A total of 32 (n=8 per group) male Wistar rats were divided into 4 groups as follows:  i) normal rats (received CIN (50 mg/kg)). ii) Non-treated epileptic rats. iii) Vehicle epileptic rats treated with 10% Polysorbate 20 (Tween 20). iv) TLE-treated rats with CIN once daily (50 mg/kg), three days after the first seizure and up to 28 days, four days a week (treatment group).
For the analysis, based on the Racine scale, the score of 4 and 5 was chosen. Rats were sacrificed and primed 28 days after the first seizure for both histopathological and quantitative real time PCR (qRT-PCR) analysis.

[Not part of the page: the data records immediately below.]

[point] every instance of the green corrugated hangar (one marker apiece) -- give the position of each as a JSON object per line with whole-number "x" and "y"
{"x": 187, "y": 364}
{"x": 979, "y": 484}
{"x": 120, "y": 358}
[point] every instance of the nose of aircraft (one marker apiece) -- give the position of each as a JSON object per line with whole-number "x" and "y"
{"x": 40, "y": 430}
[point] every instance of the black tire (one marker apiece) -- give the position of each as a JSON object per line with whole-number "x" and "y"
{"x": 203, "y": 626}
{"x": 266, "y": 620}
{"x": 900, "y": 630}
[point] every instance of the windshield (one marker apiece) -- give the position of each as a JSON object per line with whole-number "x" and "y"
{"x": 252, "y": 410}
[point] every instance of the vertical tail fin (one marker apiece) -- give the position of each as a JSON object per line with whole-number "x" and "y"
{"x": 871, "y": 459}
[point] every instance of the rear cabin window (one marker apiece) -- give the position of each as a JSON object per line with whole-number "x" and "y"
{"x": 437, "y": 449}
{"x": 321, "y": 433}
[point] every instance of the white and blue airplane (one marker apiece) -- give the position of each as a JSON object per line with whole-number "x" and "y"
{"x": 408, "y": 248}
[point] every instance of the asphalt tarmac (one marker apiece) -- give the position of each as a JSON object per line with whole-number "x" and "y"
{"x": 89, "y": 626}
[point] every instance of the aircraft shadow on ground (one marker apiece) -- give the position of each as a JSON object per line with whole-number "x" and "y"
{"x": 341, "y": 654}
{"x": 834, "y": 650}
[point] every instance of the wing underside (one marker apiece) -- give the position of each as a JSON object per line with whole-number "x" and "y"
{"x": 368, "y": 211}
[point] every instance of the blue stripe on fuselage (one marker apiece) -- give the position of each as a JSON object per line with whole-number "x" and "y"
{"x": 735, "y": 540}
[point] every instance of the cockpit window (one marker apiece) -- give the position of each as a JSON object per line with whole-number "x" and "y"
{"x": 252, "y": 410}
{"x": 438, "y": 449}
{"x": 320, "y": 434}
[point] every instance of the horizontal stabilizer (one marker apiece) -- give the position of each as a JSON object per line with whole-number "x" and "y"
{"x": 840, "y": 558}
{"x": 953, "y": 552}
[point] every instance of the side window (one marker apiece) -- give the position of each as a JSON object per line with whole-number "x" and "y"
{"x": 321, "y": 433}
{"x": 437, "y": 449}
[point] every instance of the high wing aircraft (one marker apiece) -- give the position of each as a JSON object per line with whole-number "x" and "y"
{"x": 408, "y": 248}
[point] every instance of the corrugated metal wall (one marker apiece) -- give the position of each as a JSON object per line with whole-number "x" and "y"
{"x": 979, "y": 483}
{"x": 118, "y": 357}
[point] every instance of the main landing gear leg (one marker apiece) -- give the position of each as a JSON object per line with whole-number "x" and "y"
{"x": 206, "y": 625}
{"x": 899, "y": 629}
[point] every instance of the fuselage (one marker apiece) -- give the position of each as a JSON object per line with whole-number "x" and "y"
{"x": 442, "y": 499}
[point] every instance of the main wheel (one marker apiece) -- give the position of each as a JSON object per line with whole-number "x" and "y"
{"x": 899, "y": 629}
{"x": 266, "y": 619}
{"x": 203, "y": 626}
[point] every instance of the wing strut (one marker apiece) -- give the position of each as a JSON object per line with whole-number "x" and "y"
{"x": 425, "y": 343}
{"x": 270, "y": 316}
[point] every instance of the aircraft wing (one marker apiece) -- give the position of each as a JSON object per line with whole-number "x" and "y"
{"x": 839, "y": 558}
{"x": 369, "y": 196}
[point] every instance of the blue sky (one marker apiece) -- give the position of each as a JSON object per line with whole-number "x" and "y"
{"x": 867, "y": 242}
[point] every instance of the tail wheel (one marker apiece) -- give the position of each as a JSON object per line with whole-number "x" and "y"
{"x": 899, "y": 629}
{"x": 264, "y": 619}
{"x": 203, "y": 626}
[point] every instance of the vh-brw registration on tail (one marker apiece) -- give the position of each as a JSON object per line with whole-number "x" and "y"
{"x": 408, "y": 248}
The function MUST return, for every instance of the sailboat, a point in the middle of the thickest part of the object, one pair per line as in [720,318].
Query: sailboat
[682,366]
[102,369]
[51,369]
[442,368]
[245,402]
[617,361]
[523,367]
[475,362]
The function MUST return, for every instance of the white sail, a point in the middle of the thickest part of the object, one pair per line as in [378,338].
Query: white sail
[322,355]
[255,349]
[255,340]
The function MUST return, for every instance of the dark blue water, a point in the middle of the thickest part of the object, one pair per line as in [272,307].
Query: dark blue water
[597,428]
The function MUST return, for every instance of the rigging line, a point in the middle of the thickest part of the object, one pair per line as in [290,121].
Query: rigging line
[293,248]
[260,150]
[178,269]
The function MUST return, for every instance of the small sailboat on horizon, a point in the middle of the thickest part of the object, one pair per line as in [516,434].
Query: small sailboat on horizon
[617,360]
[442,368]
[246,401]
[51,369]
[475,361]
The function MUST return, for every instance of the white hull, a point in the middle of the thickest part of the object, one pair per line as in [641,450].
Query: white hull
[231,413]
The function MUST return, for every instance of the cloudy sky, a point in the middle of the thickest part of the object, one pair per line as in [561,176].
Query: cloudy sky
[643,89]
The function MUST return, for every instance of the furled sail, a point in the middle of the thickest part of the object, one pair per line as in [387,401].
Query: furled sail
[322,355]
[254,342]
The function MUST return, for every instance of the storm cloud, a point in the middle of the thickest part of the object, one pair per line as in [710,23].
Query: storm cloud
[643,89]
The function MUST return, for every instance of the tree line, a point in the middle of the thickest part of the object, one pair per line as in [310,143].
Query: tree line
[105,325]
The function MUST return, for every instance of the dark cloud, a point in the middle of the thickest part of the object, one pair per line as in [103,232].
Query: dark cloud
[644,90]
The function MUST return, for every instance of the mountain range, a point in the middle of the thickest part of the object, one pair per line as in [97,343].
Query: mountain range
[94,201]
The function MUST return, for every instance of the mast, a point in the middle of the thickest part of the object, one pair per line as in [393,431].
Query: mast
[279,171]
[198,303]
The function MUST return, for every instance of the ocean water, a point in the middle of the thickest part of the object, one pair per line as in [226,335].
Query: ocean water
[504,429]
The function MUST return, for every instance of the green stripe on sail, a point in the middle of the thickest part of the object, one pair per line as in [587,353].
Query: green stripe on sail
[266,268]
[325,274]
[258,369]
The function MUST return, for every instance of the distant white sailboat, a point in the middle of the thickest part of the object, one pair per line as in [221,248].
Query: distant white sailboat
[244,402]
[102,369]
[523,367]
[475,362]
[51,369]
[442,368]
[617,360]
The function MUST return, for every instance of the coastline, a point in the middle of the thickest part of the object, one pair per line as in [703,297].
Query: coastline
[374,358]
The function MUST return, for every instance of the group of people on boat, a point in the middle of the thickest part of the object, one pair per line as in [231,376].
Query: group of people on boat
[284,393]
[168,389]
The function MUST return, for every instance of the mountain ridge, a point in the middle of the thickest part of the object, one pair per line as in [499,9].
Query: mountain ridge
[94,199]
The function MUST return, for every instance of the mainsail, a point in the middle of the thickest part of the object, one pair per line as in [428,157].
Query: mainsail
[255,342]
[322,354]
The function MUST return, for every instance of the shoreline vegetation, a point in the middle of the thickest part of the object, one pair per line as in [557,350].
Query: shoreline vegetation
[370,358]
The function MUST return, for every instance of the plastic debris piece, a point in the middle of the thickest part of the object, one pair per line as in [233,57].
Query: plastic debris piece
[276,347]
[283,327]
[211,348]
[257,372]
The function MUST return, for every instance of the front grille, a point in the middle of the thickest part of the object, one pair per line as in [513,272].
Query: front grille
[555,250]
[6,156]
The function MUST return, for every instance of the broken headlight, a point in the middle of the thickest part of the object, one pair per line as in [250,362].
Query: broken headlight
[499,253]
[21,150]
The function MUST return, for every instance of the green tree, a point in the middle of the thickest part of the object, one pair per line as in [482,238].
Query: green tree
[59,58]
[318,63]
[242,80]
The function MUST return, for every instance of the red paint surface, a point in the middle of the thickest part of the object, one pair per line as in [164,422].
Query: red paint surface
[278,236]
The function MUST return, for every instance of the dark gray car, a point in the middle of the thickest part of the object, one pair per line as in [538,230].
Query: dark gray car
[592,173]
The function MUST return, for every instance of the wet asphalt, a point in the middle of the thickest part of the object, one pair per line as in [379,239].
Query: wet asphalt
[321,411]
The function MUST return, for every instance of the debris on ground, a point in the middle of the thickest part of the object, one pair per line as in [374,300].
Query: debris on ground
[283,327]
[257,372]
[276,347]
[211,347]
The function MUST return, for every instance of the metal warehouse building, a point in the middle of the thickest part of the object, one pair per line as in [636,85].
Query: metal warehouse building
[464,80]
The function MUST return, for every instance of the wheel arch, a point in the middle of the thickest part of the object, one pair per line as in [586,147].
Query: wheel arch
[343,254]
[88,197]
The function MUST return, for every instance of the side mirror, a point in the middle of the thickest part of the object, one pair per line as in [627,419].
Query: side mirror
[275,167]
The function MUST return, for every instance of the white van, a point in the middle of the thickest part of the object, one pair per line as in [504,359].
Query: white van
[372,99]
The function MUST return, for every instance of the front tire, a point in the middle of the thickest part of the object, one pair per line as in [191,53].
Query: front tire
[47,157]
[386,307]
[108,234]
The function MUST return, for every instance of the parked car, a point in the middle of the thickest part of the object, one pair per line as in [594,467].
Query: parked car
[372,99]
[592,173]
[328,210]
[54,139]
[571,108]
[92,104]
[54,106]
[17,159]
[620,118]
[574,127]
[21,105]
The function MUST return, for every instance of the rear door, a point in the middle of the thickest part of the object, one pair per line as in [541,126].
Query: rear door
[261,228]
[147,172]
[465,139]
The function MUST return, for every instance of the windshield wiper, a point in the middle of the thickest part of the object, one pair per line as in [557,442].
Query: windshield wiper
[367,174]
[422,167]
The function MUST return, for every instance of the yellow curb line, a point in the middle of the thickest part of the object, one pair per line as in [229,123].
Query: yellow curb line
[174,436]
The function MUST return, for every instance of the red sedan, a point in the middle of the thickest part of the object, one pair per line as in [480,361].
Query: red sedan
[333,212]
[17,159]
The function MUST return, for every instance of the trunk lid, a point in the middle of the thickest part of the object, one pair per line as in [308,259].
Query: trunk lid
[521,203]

 The findings showed that CIN prevents cell death caused by Pilocarpine, via regulatory effect on apoptotic and anti-apoptotic gene expression. QRT-PCR results showed a significant increment in the Bcl-2 expression, and a decrease in Caspas-3 gene in the epileptic group treated with CIN. Also, amount of total antioxidant capacity was higher in CIN treated group. Histological study of the brain regions revealed a significant decrease in the apoptotic and necrotic hippocampal cells in the treatment groups.

 Collectively, the present study showed CIN significantly induced neuroprotection effects for brain damage. It seems CIN can be a promising method for improving the effectiveness of therapy.